Современная китайская проза
Шрифт:
Коньки свободно скользили по льду, как шасси у взлетающего самолета. Это и есть настоящее счастье! Кто умеет скользить по льду, тот рано или поздно оторвется от земли и взлетит…
Коньки — давно позабытые друзья! Ваши тонкие лезвия выдерживают вес человека — и справляются. Чтобы быстро скользить на узеньких полосках стали, нужно соблюдать равновесие. Чем отличается каток от подмостков, на которых проходит человеческая жизнь? Неведомо, когда ты споткнешься и упадешь, далеко ли тебя забросит судьба, а подымешься — скользи снова.
Ты бежишь, ты летишь, ты стремительно бороздишь лед, словно ты родилась на свет для того, чтобы чертить по льду борозды. Так разве же не вышли вновь на лед звезды фигурного катания и чемпионы хоккея? Впрочем, это неважно; совсем неважно, потому что залитый водой лед за одну ночь стирает с себя все накопившиеся борозды и шрамы. Они остаются только в истории спорта, а катку страшны безлюдье и пустота, а не свистящий звук разрезаемого льда…
Рядом с ней схватились двое — в красном и в голубом. И не успели зрители опомниться, как один из них вылетел за зеленый бортик и бухнулся в снег под большим тополем; парень катился прямо к ней. Зрители закричали в тревоге; Циньцинь бросилась поднимать пострадавшего.
— Ушибся? Больно? — взволнованно спрашивала она, стоя в снегу на коленях. Парень был очень бледный.
— Ничего, — с трудом проговорил он. На лбу у него пульсировала жилка. Он напрягся всем телом, уперся руками в снег и поднялся, как раненый боец.
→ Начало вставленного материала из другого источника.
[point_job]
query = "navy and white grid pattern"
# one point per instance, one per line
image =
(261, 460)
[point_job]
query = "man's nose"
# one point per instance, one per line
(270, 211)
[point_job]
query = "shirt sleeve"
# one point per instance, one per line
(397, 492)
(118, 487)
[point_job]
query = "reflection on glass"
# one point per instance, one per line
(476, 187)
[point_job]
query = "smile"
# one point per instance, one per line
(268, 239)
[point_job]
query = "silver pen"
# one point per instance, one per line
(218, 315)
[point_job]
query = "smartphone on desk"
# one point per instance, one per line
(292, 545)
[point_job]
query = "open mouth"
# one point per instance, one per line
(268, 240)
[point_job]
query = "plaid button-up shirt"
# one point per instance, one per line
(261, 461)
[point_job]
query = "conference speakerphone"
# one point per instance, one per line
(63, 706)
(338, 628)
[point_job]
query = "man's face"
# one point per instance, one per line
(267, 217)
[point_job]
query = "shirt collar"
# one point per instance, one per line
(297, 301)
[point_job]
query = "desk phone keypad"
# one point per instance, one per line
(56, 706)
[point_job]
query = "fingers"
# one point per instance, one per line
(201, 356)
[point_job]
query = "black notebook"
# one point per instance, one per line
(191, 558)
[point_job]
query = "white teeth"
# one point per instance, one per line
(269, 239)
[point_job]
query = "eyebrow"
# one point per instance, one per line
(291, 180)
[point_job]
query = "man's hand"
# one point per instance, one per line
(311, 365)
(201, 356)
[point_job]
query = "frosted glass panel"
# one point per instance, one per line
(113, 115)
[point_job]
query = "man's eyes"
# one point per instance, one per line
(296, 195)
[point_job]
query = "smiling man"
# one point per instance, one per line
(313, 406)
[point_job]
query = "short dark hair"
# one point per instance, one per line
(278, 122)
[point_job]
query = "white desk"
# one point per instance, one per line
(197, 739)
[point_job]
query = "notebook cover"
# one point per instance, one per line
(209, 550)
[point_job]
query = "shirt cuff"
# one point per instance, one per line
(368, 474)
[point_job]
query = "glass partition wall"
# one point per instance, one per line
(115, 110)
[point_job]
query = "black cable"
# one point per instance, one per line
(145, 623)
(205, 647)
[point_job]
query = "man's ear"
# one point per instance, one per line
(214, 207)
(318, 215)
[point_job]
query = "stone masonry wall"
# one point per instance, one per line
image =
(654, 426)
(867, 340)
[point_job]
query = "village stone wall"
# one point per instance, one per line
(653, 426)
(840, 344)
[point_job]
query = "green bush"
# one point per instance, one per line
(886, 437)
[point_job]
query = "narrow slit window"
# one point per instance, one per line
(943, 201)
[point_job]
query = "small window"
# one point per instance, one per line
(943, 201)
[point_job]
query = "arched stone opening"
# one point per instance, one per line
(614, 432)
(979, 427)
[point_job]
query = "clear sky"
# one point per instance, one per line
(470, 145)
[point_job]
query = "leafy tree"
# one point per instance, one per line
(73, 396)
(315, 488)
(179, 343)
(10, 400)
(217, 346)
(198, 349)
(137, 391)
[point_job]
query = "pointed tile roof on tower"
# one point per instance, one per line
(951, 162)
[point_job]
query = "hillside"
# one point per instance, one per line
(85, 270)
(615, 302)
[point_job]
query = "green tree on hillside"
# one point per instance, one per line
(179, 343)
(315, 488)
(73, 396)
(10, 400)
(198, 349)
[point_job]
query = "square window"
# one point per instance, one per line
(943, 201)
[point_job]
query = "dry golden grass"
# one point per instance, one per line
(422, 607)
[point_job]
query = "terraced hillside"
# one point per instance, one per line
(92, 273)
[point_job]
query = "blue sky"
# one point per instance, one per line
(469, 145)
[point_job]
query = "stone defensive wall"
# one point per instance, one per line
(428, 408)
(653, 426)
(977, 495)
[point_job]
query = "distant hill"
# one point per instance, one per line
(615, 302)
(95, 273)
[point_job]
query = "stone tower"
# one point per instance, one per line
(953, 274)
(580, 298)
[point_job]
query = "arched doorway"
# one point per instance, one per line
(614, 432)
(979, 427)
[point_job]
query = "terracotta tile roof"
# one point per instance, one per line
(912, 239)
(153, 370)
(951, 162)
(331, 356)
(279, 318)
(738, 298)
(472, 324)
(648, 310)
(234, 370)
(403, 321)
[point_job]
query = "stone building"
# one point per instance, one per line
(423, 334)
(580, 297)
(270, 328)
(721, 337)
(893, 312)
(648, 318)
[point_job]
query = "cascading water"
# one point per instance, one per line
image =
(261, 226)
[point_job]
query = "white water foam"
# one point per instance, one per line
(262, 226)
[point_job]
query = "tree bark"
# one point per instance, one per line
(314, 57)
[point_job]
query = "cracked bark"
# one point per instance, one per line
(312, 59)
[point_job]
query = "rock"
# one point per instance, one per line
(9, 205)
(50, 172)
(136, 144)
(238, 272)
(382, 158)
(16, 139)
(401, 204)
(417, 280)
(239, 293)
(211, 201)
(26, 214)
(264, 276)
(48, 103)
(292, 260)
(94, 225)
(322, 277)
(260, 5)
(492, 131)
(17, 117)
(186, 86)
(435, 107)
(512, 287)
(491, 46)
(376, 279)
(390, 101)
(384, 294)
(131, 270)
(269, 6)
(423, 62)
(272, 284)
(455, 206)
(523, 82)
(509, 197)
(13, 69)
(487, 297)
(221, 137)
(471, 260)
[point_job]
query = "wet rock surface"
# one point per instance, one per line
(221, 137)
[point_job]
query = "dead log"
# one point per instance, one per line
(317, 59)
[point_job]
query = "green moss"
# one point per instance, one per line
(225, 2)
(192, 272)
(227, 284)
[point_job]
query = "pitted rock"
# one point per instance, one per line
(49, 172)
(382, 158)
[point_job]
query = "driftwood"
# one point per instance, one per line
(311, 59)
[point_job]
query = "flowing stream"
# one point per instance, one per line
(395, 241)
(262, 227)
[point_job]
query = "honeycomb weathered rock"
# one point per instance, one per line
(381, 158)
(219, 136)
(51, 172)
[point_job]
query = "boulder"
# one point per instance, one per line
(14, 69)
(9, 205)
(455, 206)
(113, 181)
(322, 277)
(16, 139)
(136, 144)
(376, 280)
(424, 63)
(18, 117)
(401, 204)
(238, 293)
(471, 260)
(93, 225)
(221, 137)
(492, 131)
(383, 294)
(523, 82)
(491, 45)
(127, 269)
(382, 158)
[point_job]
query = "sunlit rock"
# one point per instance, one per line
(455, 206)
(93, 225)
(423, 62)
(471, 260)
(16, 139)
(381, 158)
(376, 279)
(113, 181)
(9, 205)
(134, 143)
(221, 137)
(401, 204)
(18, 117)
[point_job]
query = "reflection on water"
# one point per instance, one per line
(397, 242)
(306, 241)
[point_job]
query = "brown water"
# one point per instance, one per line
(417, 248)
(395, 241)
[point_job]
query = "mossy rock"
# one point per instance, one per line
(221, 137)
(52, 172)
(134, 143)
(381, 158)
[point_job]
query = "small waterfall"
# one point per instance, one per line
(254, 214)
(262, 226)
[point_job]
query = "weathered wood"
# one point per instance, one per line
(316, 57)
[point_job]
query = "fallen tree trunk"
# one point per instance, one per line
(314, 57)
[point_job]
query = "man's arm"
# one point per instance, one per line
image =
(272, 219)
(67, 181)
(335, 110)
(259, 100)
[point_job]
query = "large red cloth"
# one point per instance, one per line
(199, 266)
Он стоял в глубоком снегу, и пар шел у него изо рта. А к нему уже со всех сторон бежали: зрители, игроки, тренеры.
— Здорово ушибся?
— Озверели, бесстыжие, сталкиваются лбами, думают таким образом счет изменить, — возмущенно кричал кто-то.
— Ну и ну! — вдруг крикнул пострадавший. — Я и не знал, что у меня такие крепкие кости! Потрещали — и ничего!
Он зашагал к бортику и ловким движением перемахнул через него.
До чего же знакомый голос! И лицо тоже. Облокотясь о бортик, парень смотрел на нее с благодарной улыбкой.
Она едва сдержала готовый вырваться крик. Как он попал сюда? Несчастный, замученный, он еще может шайбу гонять? В хоккейных доспехах его не узнать, закован, как средневековый рыцарь. Неужели это он, скромный и молчаливый, а здесь сильный и дерзкий. Она ни за что не поверила бы, если бы не увидела собственными глазами. Сколько энергии и силы! «Я не знаю тебя, но хорошо помню. Ты — сирота, рос без матери».
Он смешался с толпой спортсменов — игроков одной команды не различишь, разве что по номеру. Бывает, что два человека похожи друг на друга как две капли воды, но стоит им заговорить — и каждый самим собой становится. Простой слесарь, а шайбу гоняет. Когда же он успел выучиться? Еще в школе. Рос без матери, кто же ему купил коньки? Где же он? Теперь не узнаешь. Наверное, тот, кто быстрее всех бегает, как олень…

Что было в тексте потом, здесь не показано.